As of the end of 2021, 31 states and the District of Columbia had renewable portfolio standards (RPS) or clean energy standards (CES), the U.S. Energy Information Administration (EIA) reports.
Four states – Delaware, Oregon, North Carolina, and Illinois – updated their RPS or CES policies in 2021. In addition, Nebraska approved its first clean energy goal in December 2021, becoming the 20th U.S. state to commit to 100% clean electricity by 2050.
States with legally binding RPS collectively accounted for 67% of total electricity retail sales in the United States in 2020. In addition to the 31 states with binding RPS or CES policies, seven states have nonbinding renewable portfolio goals.
States use terms such as carbon-free, carbon-neutral, renewables or clean energy to define their RPS or CES policies.
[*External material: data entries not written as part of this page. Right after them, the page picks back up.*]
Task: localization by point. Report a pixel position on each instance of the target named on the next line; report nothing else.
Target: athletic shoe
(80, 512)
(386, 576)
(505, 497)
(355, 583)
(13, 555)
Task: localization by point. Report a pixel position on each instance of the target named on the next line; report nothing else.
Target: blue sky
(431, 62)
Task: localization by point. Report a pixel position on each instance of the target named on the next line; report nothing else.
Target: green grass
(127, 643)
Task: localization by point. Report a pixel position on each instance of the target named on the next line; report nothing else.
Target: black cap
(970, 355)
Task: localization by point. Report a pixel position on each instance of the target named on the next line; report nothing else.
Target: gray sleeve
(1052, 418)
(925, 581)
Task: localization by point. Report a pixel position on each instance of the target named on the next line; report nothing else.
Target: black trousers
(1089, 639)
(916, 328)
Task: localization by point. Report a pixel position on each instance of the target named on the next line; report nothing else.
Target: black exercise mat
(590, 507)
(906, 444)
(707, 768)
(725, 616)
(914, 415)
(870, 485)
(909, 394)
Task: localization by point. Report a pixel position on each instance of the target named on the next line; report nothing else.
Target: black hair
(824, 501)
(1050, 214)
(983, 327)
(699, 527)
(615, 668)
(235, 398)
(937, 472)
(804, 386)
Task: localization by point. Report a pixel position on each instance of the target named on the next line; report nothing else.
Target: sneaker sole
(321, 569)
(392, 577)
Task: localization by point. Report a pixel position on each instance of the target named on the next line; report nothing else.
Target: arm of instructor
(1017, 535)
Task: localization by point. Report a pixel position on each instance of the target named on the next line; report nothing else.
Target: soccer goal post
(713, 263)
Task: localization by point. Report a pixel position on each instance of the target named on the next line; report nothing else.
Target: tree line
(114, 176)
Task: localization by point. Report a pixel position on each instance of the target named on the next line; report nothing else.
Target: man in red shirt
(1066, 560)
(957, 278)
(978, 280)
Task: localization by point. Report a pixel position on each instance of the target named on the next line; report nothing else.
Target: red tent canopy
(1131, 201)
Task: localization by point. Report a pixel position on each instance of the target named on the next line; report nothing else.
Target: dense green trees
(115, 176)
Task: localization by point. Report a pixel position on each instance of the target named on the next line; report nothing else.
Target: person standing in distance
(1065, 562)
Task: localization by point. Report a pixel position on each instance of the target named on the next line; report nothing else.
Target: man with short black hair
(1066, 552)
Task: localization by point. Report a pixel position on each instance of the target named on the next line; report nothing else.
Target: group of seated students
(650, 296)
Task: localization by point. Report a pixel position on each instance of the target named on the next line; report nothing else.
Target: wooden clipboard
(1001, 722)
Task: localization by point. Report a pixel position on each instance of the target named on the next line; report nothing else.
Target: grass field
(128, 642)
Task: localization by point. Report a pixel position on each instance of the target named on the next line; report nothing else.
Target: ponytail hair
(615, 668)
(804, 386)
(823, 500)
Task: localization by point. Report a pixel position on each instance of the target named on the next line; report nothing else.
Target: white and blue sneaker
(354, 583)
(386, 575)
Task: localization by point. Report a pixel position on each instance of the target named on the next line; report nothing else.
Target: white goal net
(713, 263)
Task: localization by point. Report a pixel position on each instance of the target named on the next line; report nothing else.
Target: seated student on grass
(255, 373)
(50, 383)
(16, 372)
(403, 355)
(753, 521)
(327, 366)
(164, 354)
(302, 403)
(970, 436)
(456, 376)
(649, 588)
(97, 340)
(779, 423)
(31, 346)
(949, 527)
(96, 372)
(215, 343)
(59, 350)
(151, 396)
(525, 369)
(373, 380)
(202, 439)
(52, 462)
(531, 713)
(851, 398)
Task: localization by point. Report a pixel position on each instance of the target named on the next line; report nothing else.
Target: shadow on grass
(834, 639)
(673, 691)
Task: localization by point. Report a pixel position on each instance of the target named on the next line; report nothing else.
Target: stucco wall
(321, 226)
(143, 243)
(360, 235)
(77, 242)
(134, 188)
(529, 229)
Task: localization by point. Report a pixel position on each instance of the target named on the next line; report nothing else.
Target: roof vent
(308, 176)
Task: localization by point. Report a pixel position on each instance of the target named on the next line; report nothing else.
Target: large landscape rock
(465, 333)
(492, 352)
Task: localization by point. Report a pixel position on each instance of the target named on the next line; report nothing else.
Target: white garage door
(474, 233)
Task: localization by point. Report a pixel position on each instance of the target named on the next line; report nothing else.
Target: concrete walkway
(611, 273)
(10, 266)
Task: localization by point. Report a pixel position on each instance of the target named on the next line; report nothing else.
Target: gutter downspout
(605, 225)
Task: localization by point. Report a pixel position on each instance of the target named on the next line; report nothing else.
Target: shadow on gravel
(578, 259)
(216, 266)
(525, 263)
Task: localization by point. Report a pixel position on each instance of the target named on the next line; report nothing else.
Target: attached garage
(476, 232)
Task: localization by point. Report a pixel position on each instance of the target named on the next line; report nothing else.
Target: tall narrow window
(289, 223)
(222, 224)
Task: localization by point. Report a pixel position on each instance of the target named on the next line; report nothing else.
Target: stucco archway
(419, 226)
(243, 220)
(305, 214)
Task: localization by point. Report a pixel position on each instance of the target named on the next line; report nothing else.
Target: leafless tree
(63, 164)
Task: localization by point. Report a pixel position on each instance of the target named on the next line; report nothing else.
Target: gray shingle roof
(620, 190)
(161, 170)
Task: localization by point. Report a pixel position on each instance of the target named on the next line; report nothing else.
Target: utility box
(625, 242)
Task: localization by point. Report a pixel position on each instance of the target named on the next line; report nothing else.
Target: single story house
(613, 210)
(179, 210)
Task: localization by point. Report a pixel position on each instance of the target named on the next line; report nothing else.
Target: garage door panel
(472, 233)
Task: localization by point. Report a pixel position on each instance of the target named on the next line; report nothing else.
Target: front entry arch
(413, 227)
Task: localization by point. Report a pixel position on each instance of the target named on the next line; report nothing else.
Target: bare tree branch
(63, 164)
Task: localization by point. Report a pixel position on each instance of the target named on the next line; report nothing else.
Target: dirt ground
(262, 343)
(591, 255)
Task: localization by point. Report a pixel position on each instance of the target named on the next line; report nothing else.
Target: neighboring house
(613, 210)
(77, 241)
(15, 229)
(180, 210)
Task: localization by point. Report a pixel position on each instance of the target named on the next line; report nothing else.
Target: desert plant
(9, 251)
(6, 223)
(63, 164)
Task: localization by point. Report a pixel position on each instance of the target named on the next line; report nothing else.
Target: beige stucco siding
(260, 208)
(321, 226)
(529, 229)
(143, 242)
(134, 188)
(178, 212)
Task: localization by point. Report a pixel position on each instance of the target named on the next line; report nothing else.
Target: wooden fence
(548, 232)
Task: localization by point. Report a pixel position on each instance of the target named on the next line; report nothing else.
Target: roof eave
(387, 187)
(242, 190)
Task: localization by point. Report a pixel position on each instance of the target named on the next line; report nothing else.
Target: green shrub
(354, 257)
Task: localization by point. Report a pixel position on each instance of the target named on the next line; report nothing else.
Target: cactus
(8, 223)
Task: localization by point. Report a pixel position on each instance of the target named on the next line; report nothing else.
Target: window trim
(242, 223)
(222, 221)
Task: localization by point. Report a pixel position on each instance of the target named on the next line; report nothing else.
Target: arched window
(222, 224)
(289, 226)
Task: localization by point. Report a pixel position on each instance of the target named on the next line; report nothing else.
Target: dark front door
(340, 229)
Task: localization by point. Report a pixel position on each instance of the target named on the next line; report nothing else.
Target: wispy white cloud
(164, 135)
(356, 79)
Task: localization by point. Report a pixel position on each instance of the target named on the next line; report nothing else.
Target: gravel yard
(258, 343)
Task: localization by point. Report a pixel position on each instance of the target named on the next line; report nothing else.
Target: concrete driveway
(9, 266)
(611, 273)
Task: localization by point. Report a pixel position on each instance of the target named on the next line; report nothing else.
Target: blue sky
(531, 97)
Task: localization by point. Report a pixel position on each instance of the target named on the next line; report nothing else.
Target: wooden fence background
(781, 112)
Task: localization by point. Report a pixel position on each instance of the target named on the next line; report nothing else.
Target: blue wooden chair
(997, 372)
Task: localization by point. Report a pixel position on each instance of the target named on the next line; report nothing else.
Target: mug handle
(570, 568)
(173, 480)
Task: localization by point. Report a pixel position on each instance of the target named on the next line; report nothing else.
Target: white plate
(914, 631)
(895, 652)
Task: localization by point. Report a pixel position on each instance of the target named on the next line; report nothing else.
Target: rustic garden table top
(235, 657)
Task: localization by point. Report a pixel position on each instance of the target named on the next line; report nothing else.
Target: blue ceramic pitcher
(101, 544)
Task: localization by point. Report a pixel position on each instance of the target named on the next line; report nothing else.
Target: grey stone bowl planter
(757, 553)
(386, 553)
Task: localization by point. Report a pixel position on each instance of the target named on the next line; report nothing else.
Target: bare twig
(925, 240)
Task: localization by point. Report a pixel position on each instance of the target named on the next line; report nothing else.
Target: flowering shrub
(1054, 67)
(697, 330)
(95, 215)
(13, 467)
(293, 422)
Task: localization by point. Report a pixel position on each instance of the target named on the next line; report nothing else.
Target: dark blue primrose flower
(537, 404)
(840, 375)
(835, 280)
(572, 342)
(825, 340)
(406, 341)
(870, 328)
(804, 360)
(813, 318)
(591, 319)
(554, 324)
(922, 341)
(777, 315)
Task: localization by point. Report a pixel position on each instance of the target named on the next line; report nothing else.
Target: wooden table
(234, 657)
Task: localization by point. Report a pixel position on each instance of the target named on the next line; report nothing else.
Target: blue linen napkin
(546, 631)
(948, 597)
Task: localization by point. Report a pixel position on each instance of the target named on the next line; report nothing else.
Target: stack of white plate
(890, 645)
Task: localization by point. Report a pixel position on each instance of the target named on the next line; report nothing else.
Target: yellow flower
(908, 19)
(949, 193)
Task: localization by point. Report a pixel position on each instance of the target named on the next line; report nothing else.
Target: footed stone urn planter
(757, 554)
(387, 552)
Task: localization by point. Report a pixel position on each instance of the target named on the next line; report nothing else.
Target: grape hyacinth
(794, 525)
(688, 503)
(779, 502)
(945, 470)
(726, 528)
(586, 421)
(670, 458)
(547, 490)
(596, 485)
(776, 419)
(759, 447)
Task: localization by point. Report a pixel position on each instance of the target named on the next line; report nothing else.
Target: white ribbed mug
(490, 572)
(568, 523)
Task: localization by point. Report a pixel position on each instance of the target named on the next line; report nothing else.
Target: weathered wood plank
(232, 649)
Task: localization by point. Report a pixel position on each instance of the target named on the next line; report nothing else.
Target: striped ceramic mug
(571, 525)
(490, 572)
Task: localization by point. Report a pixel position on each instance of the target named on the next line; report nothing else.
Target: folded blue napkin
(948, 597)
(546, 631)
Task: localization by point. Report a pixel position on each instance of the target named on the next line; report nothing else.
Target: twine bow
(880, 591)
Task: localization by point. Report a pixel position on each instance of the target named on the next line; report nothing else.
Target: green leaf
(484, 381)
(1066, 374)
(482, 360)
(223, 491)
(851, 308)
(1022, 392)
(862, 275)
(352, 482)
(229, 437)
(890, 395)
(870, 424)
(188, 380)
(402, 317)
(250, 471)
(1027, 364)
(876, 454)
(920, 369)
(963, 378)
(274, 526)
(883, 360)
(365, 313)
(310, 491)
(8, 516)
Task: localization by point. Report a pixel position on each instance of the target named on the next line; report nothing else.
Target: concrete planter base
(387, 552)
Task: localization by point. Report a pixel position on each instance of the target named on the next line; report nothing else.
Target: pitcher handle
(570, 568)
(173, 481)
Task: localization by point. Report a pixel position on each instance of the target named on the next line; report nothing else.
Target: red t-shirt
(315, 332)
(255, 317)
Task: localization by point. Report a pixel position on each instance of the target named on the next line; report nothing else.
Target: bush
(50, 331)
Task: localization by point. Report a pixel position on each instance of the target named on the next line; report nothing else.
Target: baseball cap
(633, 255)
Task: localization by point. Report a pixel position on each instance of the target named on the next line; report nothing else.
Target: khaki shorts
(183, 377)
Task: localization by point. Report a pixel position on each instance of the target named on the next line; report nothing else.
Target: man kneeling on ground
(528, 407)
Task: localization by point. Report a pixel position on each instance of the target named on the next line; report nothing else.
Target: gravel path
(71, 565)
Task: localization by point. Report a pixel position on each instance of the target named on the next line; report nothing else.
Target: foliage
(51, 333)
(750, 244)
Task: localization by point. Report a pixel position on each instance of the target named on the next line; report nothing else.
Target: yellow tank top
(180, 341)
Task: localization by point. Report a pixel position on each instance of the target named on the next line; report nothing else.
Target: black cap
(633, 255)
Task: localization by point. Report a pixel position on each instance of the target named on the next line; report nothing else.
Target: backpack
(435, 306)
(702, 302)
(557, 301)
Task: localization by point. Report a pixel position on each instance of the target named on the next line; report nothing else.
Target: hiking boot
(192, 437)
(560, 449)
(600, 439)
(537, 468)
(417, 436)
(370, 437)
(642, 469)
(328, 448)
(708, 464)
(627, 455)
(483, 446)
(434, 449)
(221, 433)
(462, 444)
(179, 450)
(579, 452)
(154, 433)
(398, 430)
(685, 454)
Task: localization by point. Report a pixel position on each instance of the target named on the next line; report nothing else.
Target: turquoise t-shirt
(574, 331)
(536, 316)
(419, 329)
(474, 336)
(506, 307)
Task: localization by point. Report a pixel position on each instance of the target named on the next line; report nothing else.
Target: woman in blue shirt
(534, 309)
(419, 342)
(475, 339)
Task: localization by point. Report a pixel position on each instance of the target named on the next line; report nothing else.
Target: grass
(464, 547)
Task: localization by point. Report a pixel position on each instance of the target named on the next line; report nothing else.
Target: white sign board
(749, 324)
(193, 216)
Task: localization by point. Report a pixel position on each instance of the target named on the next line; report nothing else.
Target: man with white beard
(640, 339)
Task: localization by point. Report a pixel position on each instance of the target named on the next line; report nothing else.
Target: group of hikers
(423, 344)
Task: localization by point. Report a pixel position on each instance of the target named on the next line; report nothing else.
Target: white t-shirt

However, the definitions of these terms sometimes vary by state, which allows technologies that might not generally be considered renewable, such as nuclear energy or natural gas fitted with carbon-capture sequestration technology, to count toward the state’s policy target.
Delaware increased its overall RPS target in February 2021 to a 40% renewable generation share of electricity sales by 2035, up from the previous target of 28% by 2030.
In July 2021, the Oregon legislature increased the state CES to a 100% clean energy share of sales by 2040. Retail electricity providers must reduce CO2 emissions from 2005 levels by 80% by 2030 and by 90% by 2035, before reaching the carbon-free target of 100% in 2040.
In September 2021, Illinois increased its overall RPS target to 50% of electricity sales from renewables by 2040, replacing the earlier target of 25% by 2026.
In October 2021, North Carolina increased its CES target to 100% of electricity sales from carbon-neutral generation by 2050, an increase from the previous target of 12.5% of sales from renewable generation by 2021. The legislation includes an interim target of a 70% reduction in CO2 emissions from 2005 levels from electricity-generating facilities owned or operated by public electric utilities in the state by 2030.
In December 2021, Nebraska Public Power District, which oversees electricity generation in the state, approved a goal to achieve 100% carbon-free generation in 2050. Nebraska generated 41% of its total annual electricity from carbon-free sources in 2020, which it considers the starting point for the new 100% clean energy standard policy.